The amount of money raised continued in a similar vein in 2020, despite the global economic meltdown during a rapidly rising pandemic. Startup advisor, Hillel Fuld, said, “In Israel I feel like we’re always in survival mode. So, when there is a global crisis, we don’t necessarily buckle under the pressure like many other places. We thrive under the pressure and we flourish.”
In Q1 of 2020, Israeli private high-tech companies raised a record $2.74 billion, that included 139 deals, and an increase of 76%. In Q2 of 2020, overcoming the negative economic and public health impact of the pandemic, Israeli private high-tech companies raised $2.5 billion, up from $2.2 billion a year ago. Israel Venture Capital (IVC) Research Center Director, Marianna Shapira, said, “Israeli growth stage companies have a strong support from the global community of investors, even though the company valuations are driven down due to the weakened economies globally.” Of the 170 deals of Q2, 90 were in early stage rounds.
Despite the global economic woes if 2020, Israel’s raising of $1.2 billion of new equity in September alone, smashed records of the most amount of money raised in a month. SNC Finder database said this demonstrated the force of Israel’s entrepreneurship ecosystem.
Leading from this financial victory, the money raised in Q3 of 2020 by Israeli private high-tech companies was an incredible $2.74 billion, a 24% increase from 2019, despite the global economic downturn. Life science firms took prime place in Q3, with one in four deals being from this sector.
Furthermore, in the first nine months of 2020, Israeli tech companies raised $7.5 billion, and was close to the total amount raised in the whole of 2019. And incredibly, in a year where global economies have been brought to their knees.
Many people believe that Israel’s focus on technology started seriously only in 2012. However, as early as 1998, Newsweek named Tel Aviv one of the ten technologically most influential cities in the world. By 2010, Israel had 140 scientists and technicians per 10,000 employees – one of the highest ratios in the world. And in 2012, an international study ranked Tel Aviv second only to Silicon Valley, as the best place in the world to launch a high-tech start-up company.

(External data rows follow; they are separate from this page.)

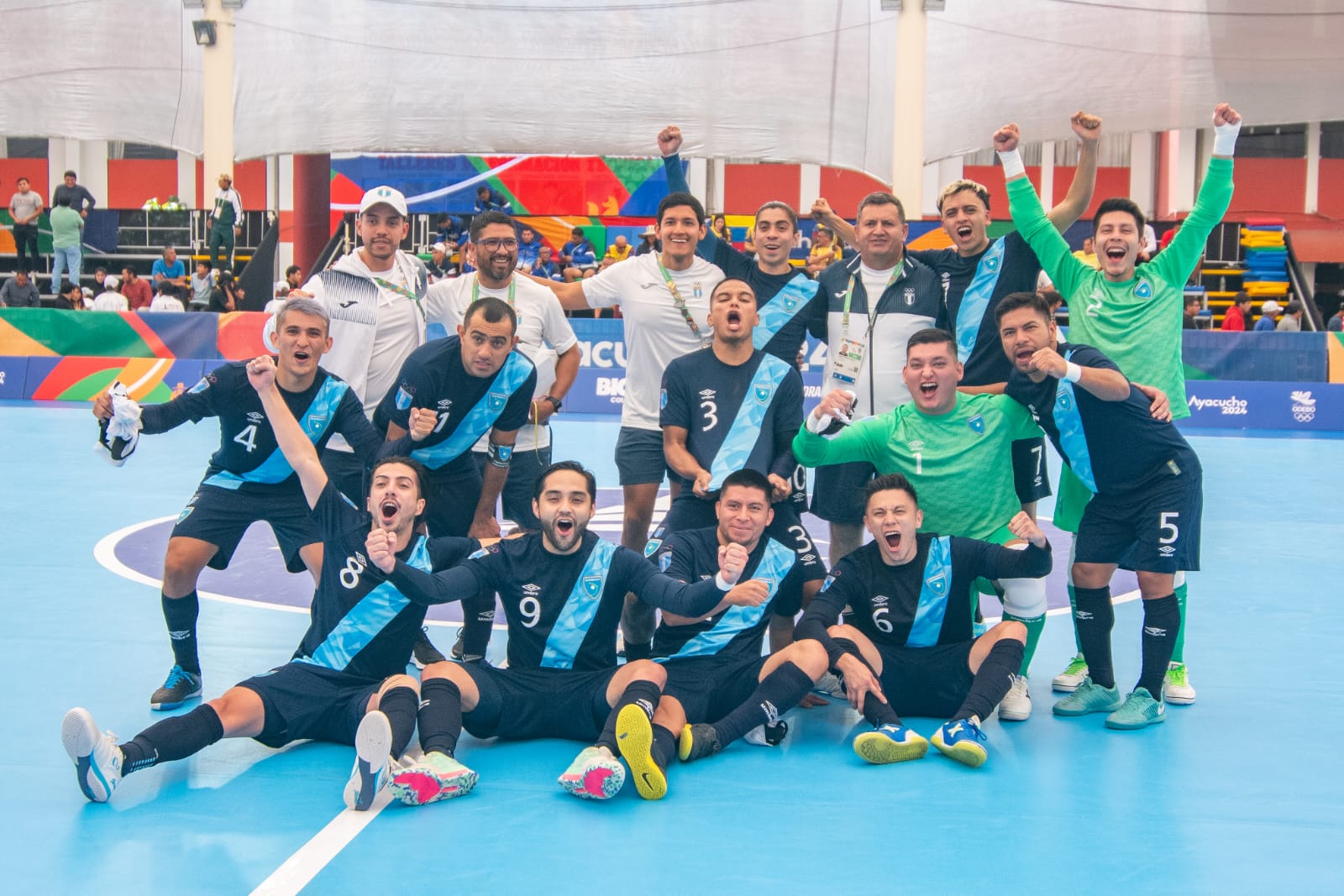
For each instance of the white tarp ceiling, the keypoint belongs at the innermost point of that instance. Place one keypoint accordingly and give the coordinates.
(803, 81)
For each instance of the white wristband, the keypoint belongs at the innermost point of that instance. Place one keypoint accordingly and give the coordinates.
(1012, 164)
(1225, 139)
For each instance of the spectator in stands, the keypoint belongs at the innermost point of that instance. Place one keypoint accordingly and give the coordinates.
(225, 222)
(66, 228)
(202, 285)
(168, 269)
(578, 255)
(26, 208)
(528, 249)
(548, 266)
(136, 291)
(824, 251)
(71, 297)
(19, 291)
(1292, 318)
(76, 195)
(1238, 313)
(488, 199)
(1088, 254)
(1269, 315)
(1193, 308)
(648, 242)
(618, 251)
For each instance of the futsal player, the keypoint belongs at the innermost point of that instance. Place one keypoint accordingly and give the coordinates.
(1146, 506)
(248, 479)
(562, 591)
(714, 661)
(346, 683)
(1129, 311)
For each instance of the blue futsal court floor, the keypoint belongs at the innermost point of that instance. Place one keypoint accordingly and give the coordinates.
(1238, 793)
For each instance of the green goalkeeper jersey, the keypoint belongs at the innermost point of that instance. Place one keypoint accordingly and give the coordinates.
(972, 468)
(1137, 322)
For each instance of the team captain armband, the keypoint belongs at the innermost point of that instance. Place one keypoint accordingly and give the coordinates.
(499, 454)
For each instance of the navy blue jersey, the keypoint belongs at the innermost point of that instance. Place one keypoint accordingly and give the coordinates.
(736, 417)
(468, 406)
(1112, 446)
(692, 555)
(972, 288)
(921, 604)
(562, 609)
(249, 459)
(360, 622)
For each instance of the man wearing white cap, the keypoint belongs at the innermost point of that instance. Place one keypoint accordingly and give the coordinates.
(225, 223)
(374, 300)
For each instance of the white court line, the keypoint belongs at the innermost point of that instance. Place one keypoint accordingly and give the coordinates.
(299, 869)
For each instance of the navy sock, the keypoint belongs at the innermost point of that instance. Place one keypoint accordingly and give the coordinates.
(440, 715)
(400, 705)
(776, 694)
(645, 694)
(1095, 618)
(181, 614)
(172, 739)
(1162, 625)
(994, 680)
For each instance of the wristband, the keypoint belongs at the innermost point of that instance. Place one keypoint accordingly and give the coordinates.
(1012, 164)
(1225, 139)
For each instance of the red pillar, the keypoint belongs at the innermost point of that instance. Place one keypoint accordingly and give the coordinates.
(312, 207)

Venture capitalist, Edouard Cukierman believes that Israel’s highly skilled workforce who power the high-tech economic engine, are primarily responsible for luring international investors. “Technological entrepreneurship has turned us into a regional and global influencer,” he said. In fact, around 85% of funds invested in Israeli startups comes from overseas, mostly from the U.S., but also from Europe and Asia.

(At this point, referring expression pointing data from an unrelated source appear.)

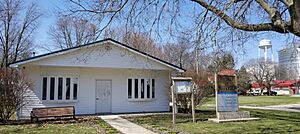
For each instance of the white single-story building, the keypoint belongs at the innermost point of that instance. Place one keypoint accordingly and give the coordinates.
(100, 77)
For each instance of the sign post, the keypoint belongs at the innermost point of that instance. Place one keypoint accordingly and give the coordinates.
(227, 100)
(182, 85)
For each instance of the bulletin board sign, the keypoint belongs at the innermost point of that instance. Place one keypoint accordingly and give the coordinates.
(182, 87)
(226, 93)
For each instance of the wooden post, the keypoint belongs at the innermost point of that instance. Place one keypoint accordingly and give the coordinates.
(173, 101)
(216, 93)
(193, 105)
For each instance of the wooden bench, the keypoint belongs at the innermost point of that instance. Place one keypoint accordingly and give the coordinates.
(47, 112)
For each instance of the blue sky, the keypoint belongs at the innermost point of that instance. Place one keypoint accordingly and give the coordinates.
(251, 47)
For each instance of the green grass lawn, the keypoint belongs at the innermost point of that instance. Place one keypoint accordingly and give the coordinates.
(263, 100)
(270, 122)
(86, 126)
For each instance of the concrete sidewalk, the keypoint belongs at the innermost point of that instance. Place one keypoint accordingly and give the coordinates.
(124, 126)
(288, 108)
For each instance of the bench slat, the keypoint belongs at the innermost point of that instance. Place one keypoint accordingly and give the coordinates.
(53, 112)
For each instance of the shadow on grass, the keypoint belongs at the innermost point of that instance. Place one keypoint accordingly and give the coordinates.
(276, 115)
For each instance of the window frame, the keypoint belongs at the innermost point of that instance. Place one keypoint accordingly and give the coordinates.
(64, 89)
(139, 89)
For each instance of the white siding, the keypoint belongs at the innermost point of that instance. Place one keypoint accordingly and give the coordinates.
(86, 93)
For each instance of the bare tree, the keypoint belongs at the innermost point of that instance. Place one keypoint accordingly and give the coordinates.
(264, 73)
(14, 87)
(72, 31)
(18, 22)
(204, 18)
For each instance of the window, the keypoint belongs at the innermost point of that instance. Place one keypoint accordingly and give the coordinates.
(75, 88)
(148, 88)
(136, 88)
(153, 88)
(44, 88)
(52, 87)
(141, 89)
(60, 84)
(59, 88)
(129, 88)
(68, 81)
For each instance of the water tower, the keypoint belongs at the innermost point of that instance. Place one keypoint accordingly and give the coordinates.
(265, 45)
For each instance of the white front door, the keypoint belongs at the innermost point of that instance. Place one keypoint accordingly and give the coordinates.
(103, 96)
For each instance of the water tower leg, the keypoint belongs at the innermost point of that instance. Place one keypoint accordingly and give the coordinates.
(266, 54)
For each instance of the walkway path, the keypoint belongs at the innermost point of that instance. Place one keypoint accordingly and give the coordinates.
(124, 126)
(288, 108)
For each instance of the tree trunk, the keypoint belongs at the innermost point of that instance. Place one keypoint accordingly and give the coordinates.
(294, 11)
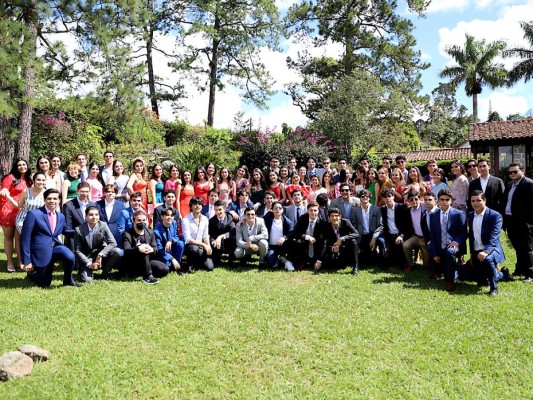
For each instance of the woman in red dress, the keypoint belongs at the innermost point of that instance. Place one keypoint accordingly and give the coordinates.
(13, 184)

Founder and Executive Chairman of international venture capital firm, Jerusalem Venture Partners, Dr. Erel Margalit, said, “Israel has been a case study for how innovation can change a country and transform the world.”
Former President of Israel, Shimon Peres, once said, “In Israel, a land lacking in natural resources, we learned to appreciate our greatest national advantage: our minds. Through creativity and innovation, we transformed barren deserts into flourishing fields and pioneered new frontiers in science and technology.”